Neurokinin B Inhibition Preserves BBB Integrity in Ischemic Stroke via Suppression of Egr-1-Mediated Claudin-5 Downregulation

Blood-Brain Barrier (BBB) dysfunction acts as a key mediator of ischemic brain injury, contributing to brain edema, inflammatory cell infiltration, and neuronal damage. The integrity of the BBB is largely maintained by tight junction proteins, such as Claudin-5, and its disruption exacerbates neurological deficits. Neurokinin B (NKB), a neuropeptide that belongs to the tachykinin family, has been implicated in various physiological processes, including neuroinflammation and vascular function. However, the precise effects of NKB on BBB integrity during ischemic stroke have not been thoroughly investigated.

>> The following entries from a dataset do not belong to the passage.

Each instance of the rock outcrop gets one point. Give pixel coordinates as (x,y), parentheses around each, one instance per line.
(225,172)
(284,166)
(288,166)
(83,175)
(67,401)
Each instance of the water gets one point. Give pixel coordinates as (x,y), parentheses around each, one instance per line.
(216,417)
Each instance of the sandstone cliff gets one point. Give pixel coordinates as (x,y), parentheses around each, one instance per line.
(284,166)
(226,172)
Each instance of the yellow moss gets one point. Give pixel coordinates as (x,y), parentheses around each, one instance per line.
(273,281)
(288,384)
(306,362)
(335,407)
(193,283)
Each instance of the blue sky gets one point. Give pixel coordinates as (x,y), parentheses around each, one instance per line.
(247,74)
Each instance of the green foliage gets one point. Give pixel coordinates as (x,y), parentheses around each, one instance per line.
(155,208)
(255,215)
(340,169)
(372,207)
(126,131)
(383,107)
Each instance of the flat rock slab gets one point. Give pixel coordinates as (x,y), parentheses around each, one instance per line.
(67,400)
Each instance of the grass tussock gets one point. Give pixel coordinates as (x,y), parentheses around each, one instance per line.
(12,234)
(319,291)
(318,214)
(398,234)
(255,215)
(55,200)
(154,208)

Herein, we explore the role of NKB and its receptor, NKB receptor 3 (NK3R), in the context of ischemic stroke. Our results show a significant increase in both NKB and NK3R levels in the infarcted hemisphere of middle cerebral artery occlusion (MCAO)-operated mice. When we experimentally reduced NKB levels, we observed a notable decrease in infarct volume, improved neurological function, and better BBB permeability. Additionally, we found that inhibiting NKB restored the expression of Claudin-5, which in turn reduced endothelial permeability in both in vivo and in vitro experiments. We additionally recognized early growth response protein 1 (Egr-1) as a critical downstream target of NKB, which plays a key role in compromising the endothelial barrier. Silencing Egr-1 effectively reversed the increase in endothelial permeability and the decrease in Claudin-5 caused by NKB, highlighting an important regulatory pathway. These findings emphasize the involvement of NKB in the disruption of the BBB during ischemic stroke, primarily through the upregulation of Egr-1, which leads to reduced Claudin-5 expression. Therefore, targeting NKB could be a promising therapeutic strategy for maintaining BBB integrity and reducing neuronal damage after ischemic stroke.